En una época donde los artistas nacen con la voluntad de romper con ese “realismo ñoño”, como diría el actor mexicano Héctor Ortega, y de promover un arte que conlleve la liberación o aquel “volver a nacer” de Grotowski, nace también Edvard Munch.
Al igual que muchos artistas de su tiempo – Strindberg y su misoginia repentina, Artaud y su paranoia por la enfermedad o Beckett y su agobio ante el recuerdo de la vida prenatal, entre muchos otros -, Edvard Munch fue sacudido por unas circunstancias vitales, que ya desde la infancia, marcaron todo su devenir artístico y biográfico. Viendo desde pequeño morir a su madre, a dos de sus hermanos, dos de sus tías, dos de sus abuelos y con un padre trastornado a la espera de que su hijo, Edvard, fuera el próximo; Munch creció acunado por la enfermedad y una esperanza desoladora de acabar muriendo pronto. Esa mezcla de oscuridad amenazante y desconfianza existencial acabó convirtiéndose en delirio y en arte. Un arte que fue el soporte donde reflejar sus temores, sus dudas acerca del porvenir, acerca del sentido de vivir. Y hablo de un arte en general porque Munch no solo trabajó en la pintura como vemos en este maravilloso trabajo de Nórdica Libros.

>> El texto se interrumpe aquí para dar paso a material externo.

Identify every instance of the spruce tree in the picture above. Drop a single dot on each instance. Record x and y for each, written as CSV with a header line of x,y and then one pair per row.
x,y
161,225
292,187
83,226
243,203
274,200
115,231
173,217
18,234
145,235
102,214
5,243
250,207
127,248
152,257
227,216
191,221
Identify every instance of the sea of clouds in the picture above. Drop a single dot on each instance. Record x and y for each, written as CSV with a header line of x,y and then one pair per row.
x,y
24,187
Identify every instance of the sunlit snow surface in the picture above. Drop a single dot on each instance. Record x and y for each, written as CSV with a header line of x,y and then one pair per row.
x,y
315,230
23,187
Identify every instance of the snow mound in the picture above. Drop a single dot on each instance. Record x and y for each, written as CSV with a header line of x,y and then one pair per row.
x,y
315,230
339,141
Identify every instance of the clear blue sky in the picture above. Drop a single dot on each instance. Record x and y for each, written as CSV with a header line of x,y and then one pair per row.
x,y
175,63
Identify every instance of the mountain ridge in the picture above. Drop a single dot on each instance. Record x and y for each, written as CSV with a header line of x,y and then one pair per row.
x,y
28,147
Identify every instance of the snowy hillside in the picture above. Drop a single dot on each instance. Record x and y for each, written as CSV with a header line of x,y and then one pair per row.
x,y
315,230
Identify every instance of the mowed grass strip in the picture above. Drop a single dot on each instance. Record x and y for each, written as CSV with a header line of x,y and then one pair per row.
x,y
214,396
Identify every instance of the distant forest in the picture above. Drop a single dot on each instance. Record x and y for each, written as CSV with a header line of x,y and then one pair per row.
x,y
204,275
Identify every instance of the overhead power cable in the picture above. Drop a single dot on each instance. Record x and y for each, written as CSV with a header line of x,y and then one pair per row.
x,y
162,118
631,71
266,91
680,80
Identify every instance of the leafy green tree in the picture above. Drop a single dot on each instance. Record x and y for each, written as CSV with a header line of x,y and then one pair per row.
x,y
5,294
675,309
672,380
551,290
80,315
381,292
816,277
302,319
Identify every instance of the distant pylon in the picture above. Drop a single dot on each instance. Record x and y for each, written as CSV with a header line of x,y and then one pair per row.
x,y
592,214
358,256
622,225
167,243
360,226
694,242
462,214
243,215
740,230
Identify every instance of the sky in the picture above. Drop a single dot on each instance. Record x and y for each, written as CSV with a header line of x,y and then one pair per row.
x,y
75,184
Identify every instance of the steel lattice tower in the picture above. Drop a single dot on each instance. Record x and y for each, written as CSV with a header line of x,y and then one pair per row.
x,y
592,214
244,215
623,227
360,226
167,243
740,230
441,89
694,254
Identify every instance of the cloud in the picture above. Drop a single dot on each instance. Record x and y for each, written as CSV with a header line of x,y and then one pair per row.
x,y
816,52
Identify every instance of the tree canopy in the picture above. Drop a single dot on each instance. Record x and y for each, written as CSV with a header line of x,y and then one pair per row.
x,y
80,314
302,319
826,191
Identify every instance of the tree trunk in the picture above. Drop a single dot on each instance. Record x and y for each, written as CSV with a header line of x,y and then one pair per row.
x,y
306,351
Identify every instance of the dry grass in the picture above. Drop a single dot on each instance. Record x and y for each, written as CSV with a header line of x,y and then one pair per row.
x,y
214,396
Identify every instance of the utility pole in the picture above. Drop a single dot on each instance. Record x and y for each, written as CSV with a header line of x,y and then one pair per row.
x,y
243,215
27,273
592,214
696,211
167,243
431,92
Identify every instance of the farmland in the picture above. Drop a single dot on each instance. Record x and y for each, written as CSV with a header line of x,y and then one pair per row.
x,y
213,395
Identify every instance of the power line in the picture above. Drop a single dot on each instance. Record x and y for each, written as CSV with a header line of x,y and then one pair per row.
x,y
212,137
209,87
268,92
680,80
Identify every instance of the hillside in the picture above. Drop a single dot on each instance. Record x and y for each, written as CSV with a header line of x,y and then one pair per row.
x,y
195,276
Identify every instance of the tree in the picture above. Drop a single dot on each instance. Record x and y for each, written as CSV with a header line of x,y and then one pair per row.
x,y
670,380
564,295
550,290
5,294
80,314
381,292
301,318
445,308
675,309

El artista noruego también llenó blocs de pensamientos, aforismos y reflexiones sobre todo y nada en general, sobre la vida y la falta de ella, el sentido y la falta de él, el esfuerzo por caminar y la nula necesidad de ello. Pero sobre todo en sus escritos encontramos arte, como todo lo que tocaba Edvard Munch. Arte como salida, como escapatoria ante el golpeo de la vida por dentro y por fuera, como respuesta a una carcajada sórdida y satírica que le acompañó hasta el fin de sus días.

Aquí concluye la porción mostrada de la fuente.